Could sugar tax pay for extended free school meals?

Call to use sugar tax for children’s health reignited by holiday hunger row
29 October 2020 , Katie Coyne

Use £340m ‘sugary drinks tax’ to fund free school meals through the holidays, Westminster is being urged by campaigners.

The yearly levy raised by taxing manufacturers of high sugar food and drinks was meant to be reinvested into children’s healthy eating, but charities warn the money has “disappeared into a black hole”.

Campaign coordinator for the children's food campaign at the Sustain charity, Barbara Crowther said it would cost £200m to provide free school meals and holiday activities across all 232 English local authority areas – which would be more than covered by the sugar tax.

Currently, of the 1.4m children eligible for free school meals in England, holiday provision only reaches 50,000 pupils through an ad-hoc pilot scheme.

Crowther said: “There's a huge scale of need. Food insecurity is on the rise. The number of families struggling as a result of Covid on the rise. So we need to make provision for every local authority to be able to roll out a local holiday activity provision programme.

“It should no longer be a lottery whereby all the local authorities that want to run one have to apply to the Department of Education and only the best ten local authorities get the programme. That just leaves so many children out. So we've argued that there ought to be a nationwide holiday provision programme.

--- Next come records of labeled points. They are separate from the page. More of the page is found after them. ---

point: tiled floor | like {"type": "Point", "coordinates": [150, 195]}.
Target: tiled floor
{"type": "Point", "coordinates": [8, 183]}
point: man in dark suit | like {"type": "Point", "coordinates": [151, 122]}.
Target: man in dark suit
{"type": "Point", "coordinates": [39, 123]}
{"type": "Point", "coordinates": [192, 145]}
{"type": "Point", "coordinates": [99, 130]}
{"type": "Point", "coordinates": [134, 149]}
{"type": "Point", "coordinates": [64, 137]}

“We're yet again seeing that it's been left to the charities, to famous footballers and to backbench MPs to try to push the government yet again, kicking and screaming into feeding hungry children. It seems when there's money for all sorts of other schemes, there's constantly this kind of resistance to supporting families to make sure they've got nutritious food for their kids.”

Where has the money gone?

Crowther said when the government introduced the soft drinks industry levy it was “committed to making sure every penny of the revenue raised would be invested in children's health”. In the first couple of years the government used the money to set up the national school breakfast programme, a healthy people capital fund, and used it to double the PE and sport premium in schools.

But, said Crowther, over the past year information about how that soft drinks industry levy was being used “has just vanished into the ether”.

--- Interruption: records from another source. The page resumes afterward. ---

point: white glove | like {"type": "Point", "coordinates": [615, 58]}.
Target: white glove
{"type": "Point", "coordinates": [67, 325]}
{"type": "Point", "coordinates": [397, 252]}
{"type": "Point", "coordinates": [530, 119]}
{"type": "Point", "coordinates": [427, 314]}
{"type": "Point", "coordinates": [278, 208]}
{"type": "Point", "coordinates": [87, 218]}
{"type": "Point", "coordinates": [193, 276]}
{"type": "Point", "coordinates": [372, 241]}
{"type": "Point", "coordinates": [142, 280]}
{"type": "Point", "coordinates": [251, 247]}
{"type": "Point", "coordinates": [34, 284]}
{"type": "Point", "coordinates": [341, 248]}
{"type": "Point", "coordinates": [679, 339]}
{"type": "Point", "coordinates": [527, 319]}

“So the money is now disappearing into a black hole. Nobody knows what's happening to it. And it's at a time that we need to be investing in health and children's food.”

When the levy came in two years ago, many companies reformulated so their drinks came under the 5g of sugar per 100ml where the tax threshold kicks in. Sustain would like the threshold to be reduced from 5g to 4.5g. This has the potential to raise an additional £50m each year to invest in children’s healthy eating, or further sugar reduction.

The threshold for eligibility for free school meals under Universal Credit is set low: under £7,400 annual income in England and Wales, £7,320 in Scotland, and £14,000 In Northern Ireland. Families even just above these levels are not eligible.

Scotland has 89,000 children eligible for free school meals, Wales has 75,000, and Northern Ireland has 97,000. However, Scotland, Wales and Northern Ireland have all extended free school meals over the October half term break. Only vulnerable children in England didn’t get this cover. Wales and Scotland have extended free school meals through all the holidays until Easter 2021.

The Rashford effect

The 'Rashford effect' is having real impact 

While all sorts of organisations – individuals, local authorities, charities, businesses – have stepped-in to help children in England, campaigners argue a long term plan is needed. Many see extending free school meals as a “sticking plaster” and that further reforms are necessary.

Manchester United striker Marcus Rashford who has been raising the profile of child poverty and free school meals, currently has a petition online calling for the implementation of three recommendations from the National Food Strategy. These are: expand free school meals to all under 16s where a parent or guardian is in receipt of Universal Credit or equivalent; provide meals and activities during all holidays; and increase the value of the Healthy Start vouchers to at least £4.25 a week, and expand the scheme.

Sustain and 108 charities and public health groups – including the CIEH – signed an open letter in support of these recommendations, as well as additional recommendations such as using the soft drinks industry levy to invest in healthy food for children, and expanding the free fruit and veg scheme to all 4.7 million primary school children in England.

Crowther said: “Think about the kind of Christmas we want our children to have this year after the difficulties and the mental health impacts that [the pandemic] has had: worrying about going hungry is something we can fix. That's why we're calling on the government to do the right thing.

“The best investment we could possibly make to building back better is to keep our children healthy and to give our children an effective education.”